En réponse à l’inaction gouvernementale, Sanaa Saitouli, Abdelaali El Badaoui et Féris Barkat ont pris les choses en main. Depuis un an, le trio a choisi comme pierre angulaire de Banlieues Climat la formation : “Ça permet un pied d’égalité. On prend à contrepied l’idée que les classes populaires s’en foutent : c’est faux, c’est juste les autres qui ne savent pas comment aborder le sujet avec ces jeunes. Nous, quand on vient avec nos codes, ça marche.”
“Je sais à qui je m’adresse, qui je veux convaincre et qui je veux emmener avec moi”
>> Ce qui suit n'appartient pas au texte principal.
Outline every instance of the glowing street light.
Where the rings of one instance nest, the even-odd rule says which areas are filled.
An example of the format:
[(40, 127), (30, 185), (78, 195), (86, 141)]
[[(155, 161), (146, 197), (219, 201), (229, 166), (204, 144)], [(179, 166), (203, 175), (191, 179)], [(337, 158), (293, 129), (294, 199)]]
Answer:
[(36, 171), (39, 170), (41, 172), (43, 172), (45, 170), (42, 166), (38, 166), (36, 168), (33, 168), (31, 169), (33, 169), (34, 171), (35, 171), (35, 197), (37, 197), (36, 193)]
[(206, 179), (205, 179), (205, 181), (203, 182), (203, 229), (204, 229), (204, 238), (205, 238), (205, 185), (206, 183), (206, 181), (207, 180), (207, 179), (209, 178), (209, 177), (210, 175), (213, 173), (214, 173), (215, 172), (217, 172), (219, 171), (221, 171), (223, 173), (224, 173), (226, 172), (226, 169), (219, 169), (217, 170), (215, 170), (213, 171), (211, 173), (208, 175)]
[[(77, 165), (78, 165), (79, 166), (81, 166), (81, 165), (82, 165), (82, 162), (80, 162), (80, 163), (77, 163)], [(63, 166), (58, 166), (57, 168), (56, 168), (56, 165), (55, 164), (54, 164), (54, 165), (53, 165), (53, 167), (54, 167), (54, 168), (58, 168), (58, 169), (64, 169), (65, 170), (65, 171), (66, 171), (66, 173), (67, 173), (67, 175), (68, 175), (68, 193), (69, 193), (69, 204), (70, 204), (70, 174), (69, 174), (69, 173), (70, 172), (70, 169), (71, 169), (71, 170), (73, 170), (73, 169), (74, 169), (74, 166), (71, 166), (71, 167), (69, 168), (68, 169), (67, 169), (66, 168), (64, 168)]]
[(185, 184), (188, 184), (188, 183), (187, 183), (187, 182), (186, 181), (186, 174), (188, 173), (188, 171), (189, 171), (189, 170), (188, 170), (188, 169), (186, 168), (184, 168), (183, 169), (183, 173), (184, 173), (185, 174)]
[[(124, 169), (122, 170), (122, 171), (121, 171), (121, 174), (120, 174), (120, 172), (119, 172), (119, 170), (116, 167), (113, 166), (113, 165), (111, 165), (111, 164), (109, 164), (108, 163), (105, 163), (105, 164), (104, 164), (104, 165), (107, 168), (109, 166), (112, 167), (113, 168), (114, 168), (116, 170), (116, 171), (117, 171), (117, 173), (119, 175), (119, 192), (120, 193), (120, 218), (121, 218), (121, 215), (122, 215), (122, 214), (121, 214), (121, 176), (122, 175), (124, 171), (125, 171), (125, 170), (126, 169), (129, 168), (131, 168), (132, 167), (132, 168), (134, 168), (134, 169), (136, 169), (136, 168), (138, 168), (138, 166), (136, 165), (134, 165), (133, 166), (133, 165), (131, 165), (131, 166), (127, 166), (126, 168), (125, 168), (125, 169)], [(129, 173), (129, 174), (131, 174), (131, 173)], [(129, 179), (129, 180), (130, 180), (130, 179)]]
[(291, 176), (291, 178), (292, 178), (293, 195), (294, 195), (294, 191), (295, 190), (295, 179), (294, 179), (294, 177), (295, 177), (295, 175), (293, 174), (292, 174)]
Cette volonté de rester fidèle à ses codes ne semble pas plaire à tout le monde. Dans le café où nous nous rencontrons, je montre à Féris Barkat un commentaire qui m’a interpellée, lu sous l’une de ses publications : “Tu devrais utiliser des mots plus adaptés pour capter l’attention des jeunes et le respect de tous, pas seulement des jeunes !” Loin de l’énerver, ce commentaire lui permet de dérouler son raisonnement :
“C’est la posture de l’insolence. C’est un truc que je faisais naturellement au début, et je me dis que c’est à théoriser. Je ne prétends pas avoir fait une découverte fondamentale en sociologie mais je trouve que c’est une posture intéressante pour éviter l’erreur du transfuge qui s’adapte trop à son nouveau milieu, qui devient lisse et qui se fait la caution du système. L’idée c’est de dire : je peux maîtriser vos codes, je connais les chiffres, mais je ne vais pas les utiliser – je peux les utiliser, mais volontairement, et précisément parce que je sais à qui je m’adresse, qui je veux convaincre et qui je veux emmener, je ne vais pas les utiliser.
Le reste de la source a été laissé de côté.